Half A Million South Africans Downloads COVID-19 Tracing App

More Than Half A Million South Africans Have Already Downloaded Country’s COVID-19 Tracing App, Department Of Health Says.

Half A Million South Africans Downloads COVID-19 Tracing App

The goal is to get ten million users on the app, Gaurang Tanna, policy co-ordination and integrated planning at the national department of health, told Netwerk24.

COVID Alert SA is a tiny app available for Android and Apple phones. It uses Bluetooth to watch for other phones with the app installed, and keeps an anonymous record of everyone you have been in contact with over two weeks.

If you test positive for Covid-19, you tell the app, and the app tells everyone you had contact with.

You should get an alert if anyone you had contact with reports themselves infected.

The usefulness of the app will depend on how many people install it, whether they keep their Bluetooth radios turned on, and how quickly they report positive test results.

If another 50,000 people download the app, and each asks two other people to download it too, SA could reach 10 million downloads within days, told Netwerk24.

The app was built by Discovery, on technology made available from the Android and Apple operating systems.

Maria Carpenter, head of digital channels at Discovery, told Netwerk24 that Discovery had to comply with very strict privacy conditions in building the app – and that Google and Apple initially were against them being involved.

In April, Google and Apple announced that they were working together  to create Bluetooth contact-tracing technology that governments could use to track the spread of Covid-19.

Apple and Google initially didn’t want to allow Discovery to use the technology because it was a private entity. Discovery then turned to the department of health and ask whether it could build the app on its behalf, Carpenter told Netwerk24. Only one tracing app is allowed per country. Discovery will hand over the management of the app to government in three months’ time.

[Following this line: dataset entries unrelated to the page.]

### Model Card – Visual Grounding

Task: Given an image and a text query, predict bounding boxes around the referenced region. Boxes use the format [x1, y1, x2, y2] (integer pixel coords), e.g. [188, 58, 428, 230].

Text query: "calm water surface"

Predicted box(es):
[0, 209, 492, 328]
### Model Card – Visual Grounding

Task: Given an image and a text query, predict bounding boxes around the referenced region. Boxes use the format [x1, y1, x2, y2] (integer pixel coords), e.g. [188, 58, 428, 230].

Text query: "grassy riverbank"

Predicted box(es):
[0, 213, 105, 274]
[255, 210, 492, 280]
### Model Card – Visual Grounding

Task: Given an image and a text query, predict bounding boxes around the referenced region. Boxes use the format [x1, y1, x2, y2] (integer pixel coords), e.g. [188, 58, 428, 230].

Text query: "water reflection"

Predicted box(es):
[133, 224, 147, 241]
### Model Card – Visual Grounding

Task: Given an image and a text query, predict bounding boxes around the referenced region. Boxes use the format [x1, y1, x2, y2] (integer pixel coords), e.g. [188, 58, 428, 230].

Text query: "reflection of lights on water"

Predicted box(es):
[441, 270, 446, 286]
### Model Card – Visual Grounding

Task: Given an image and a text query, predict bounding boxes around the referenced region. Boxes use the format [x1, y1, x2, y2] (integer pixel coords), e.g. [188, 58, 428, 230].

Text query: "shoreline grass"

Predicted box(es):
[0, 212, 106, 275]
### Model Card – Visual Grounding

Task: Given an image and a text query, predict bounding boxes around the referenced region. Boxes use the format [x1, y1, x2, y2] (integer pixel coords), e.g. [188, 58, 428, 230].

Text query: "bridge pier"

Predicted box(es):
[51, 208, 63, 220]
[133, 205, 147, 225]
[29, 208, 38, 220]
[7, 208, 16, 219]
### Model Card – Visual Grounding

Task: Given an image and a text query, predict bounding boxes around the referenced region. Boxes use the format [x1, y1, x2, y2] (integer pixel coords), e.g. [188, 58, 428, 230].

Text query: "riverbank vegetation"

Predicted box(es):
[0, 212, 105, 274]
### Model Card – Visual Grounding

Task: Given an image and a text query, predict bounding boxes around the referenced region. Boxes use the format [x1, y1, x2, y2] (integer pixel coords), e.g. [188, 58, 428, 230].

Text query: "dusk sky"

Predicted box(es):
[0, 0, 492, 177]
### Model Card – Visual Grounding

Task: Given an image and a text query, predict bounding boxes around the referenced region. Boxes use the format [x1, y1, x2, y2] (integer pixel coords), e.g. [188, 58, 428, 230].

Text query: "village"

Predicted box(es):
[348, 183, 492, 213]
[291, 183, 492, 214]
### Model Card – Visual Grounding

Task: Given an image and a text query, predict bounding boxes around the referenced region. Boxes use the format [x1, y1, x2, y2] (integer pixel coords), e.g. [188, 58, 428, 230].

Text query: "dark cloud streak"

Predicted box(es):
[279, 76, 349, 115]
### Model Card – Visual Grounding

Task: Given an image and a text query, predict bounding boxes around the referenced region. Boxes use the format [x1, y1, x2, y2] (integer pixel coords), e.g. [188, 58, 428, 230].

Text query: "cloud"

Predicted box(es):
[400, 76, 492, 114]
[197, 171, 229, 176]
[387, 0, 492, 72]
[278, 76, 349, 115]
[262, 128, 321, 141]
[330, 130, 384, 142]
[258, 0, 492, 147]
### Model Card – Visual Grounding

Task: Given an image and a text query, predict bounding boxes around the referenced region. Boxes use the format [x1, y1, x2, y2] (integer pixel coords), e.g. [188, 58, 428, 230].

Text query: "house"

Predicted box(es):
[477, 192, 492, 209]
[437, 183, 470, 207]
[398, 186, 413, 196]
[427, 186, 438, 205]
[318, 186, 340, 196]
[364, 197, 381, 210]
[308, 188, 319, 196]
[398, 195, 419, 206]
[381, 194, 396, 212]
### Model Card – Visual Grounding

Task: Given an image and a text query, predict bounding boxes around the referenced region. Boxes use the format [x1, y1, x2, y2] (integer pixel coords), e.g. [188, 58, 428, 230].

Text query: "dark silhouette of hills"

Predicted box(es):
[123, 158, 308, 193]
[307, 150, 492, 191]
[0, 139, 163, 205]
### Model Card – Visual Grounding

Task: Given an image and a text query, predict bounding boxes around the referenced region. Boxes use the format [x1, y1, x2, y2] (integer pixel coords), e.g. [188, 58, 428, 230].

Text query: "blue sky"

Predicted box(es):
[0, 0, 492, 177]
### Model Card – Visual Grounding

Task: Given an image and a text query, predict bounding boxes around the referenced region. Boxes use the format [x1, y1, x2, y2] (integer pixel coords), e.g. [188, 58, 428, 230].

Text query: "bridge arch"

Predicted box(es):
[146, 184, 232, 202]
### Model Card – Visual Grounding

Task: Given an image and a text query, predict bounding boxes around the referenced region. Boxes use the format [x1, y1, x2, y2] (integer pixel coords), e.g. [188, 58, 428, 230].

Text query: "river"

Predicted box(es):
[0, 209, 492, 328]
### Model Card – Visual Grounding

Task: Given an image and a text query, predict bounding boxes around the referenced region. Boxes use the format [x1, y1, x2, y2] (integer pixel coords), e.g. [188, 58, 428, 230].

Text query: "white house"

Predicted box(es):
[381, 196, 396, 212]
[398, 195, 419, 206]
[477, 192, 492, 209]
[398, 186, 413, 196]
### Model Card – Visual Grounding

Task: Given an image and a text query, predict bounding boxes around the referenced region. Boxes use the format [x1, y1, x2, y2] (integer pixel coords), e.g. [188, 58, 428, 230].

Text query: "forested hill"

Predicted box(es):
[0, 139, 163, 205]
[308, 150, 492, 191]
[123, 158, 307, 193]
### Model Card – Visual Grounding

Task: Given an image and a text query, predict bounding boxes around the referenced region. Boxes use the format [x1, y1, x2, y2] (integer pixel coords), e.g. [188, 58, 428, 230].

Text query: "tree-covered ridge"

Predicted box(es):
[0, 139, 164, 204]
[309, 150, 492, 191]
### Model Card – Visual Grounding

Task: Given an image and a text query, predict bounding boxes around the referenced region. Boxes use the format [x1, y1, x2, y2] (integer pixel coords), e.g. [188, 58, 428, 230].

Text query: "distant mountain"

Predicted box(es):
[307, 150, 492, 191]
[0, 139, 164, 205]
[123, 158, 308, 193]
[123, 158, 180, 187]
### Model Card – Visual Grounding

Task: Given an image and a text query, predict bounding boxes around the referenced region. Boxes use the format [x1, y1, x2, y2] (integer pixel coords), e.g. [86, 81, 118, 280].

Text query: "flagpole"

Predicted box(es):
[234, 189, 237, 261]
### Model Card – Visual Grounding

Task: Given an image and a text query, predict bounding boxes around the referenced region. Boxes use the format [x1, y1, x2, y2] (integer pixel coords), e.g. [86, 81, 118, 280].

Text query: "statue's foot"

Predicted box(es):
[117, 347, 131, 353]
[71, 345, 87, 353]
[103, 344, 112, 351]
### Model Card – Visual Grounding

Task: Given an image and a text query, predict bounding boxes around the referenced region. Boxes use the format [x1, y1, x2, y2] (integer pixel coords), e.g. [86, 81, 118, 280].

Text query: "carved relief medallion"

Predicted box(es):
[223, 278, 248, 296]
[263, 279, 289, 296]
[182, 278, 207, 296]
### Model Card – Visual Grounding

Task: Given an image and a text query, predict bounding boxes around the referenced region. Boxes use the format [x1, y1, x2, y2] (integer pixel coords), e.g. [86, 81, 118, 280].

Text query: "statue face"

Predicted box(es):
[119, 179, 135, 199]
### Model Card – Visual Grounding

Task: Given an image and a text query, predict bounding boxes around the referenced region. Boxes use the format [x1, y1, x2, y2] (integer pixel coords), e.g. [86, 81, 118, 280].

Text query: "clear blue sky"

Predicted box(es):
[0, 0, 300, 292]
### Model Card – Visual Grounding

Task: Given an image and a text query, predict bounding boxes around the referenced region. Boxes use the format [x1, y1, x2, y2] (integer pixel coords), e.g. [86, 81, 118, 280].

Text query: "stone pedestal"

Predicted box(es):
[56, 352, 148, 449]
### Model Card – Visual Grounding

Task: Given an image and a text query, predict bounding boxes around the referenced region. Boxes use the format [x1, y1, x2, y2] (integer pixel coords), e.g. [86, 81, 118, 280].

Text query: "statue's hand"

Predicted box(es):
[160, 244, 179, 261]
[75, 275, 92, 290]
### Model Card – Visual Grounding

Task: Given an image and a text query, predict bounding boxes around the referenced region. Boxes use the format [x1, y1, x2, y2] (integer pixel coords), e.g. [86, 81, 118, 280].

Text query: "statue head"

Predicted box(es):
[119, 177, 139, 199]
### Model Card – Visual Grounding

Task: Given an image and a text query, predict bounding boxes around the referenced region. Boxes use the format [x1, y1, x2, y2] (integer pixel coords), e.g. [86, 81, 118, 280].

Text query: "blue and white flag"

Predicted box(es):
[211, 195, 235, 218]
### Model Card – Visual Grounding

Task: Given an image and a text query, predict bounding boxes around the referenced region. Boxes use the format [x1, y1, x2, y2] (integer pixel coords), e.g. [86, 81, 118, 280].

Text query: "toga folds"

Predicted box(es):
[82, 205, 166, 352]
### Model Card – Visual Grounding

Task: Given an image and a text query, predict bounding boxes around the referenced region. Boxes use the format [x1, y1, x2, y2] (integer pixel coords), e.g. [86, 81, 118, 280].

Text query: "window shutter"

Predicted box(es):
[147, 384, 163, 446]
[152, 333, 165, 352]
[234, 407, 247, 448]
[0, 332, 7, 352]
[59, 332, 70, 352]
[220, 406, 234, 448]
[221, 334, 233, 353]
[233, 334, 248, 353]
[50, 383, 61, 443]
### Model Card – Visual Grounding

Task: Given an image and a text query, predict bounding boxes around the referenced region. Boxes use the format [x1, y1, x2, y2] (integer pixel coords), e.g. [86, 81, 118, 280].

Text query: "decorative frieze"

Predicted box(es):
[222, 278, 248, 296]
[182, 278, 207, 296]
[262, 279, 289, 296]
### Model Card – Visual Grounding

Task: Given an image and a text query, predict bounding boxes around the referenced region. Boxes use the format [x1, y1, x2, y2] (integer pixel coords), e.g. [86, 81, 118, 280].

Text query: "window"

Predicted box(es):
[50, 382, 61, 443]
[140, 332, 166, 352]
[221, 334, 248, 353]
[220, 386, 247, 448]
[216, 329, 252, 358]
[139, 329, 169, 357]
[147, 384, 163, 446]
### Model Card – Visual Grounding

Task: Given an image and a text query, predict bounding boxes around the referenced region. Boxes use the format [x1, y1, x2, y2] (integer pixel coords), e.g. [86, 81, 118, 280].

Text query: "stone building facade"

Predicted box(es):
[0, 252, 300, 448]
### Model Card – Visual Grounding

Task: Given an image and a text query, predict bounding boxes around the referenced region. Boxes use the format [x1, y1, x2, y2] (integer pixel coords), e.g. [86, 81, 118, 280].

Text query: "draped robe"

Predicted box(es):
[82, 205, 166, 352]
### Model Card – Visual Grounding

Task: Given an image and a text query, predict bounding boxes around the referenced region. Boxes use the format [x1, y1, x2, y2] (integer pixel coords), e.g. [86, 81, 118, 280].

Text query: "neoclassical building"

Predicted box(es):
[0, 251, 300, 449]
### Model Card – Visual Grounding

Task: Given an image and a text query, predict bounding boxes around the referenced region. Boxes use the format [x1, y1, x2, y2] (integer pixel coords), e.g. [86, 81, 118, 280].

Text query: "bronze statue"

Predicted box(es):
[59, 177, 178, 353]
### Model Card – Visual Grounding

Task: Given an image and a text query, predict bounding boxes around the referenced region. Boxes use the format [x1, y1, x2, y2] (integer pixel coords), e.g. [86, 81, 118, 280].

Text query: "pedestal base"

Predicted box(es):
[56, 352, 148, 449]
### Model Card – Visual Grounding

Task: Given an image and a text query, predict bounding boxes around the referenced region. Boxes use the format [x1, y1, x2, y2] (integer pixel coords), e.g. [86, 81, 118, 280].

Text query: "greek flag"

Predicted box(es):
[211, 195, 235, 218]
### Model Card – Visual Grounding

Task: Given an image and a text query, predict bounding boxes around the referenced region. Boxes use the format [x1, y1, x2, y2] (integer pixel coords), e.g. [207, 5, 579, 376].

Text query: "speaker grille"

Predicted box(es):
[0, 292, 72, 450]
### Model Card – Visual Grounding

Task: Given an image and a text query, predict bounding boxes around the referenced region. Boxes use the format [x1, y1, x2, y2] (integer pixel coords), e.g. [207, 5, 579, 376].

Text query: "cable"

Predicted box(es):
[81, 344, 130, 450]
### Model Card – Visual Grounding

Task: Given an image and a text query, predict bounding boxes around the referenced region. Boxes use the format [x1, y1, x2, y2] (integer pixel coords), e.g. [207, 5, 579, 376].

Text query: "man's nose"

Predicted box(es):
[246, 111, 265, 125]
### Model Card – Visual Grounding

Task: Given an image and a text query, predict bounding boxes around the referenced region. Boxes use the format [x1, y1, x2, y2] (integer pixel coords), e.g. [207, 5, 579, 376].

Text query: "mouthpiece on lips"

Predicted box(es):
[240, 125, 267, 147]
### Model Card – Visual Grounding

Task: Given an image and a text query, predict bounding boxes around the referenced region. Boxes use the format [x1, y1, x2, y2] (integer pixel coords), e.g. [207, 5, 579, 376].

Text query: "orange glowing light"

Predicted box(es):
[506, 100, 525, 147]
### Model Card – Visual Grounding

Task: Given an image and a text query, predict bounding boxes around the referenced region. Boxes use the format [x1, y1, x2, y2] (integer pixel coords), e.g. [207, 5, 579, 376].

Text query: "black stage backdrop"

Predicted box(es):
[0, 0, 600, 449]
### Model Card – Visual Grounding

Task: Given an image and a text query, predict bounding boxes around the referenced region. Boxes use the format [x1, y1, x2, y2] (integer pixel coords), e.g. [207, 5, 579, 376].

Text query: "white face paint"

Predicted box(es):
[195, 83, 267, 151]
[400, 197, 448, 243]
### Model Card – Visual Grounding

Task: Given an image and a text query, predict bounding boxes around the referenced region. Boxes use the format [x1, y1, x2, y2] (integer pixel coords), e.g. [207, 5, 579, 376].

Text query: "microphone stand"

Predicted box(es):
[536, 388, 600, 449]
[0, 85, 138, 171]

Carpenter says Discovery recognised that South Africans wouldn’t trust an app which stores information in a central place, owned by government. As expected, there has been push-back among some South Africans who have privacy concerns, and do not want to download the app.

But Carpenter says that a decentralised approach was followed, which meant that none of the information on the app is stored in a central database, and the app is designed not to store any personal information.

The app does not have access to the contacts on your mobile phone, or Facebook friends, and it also doesn’t track your movements.

Covid Alert SA does not record your name or location. Instead, every device is assigned a unique code. Using Bluetooth, it shares that code with other phones running the app when they come into range, and records the signal strength (a rough proxy for how close another person is) and date for any such contact

The app is free, and uses only a small amount of data every day to check in with a central server. But it requires the power-hungry Bluetooth radio to be turned on, which makes for some battery drain.

The range of Bluetooth transmission can vary wildly depending on a range of factors, but is around 10 metres as a rule of thumb.

Anyone who tests positive for the coronavirus must type in a PIN number the department of health sends by SMS as part of the notification system for Covid-19 tests.

That triggers alerts for other people who were in close proximity, without disclosing the identity of the infected person or any other details.

In such a case “[a]pp users are guided as to what to do next to optimize their wellbeing and prevent the spread of the Covid-19 virus to others,” says the department of health.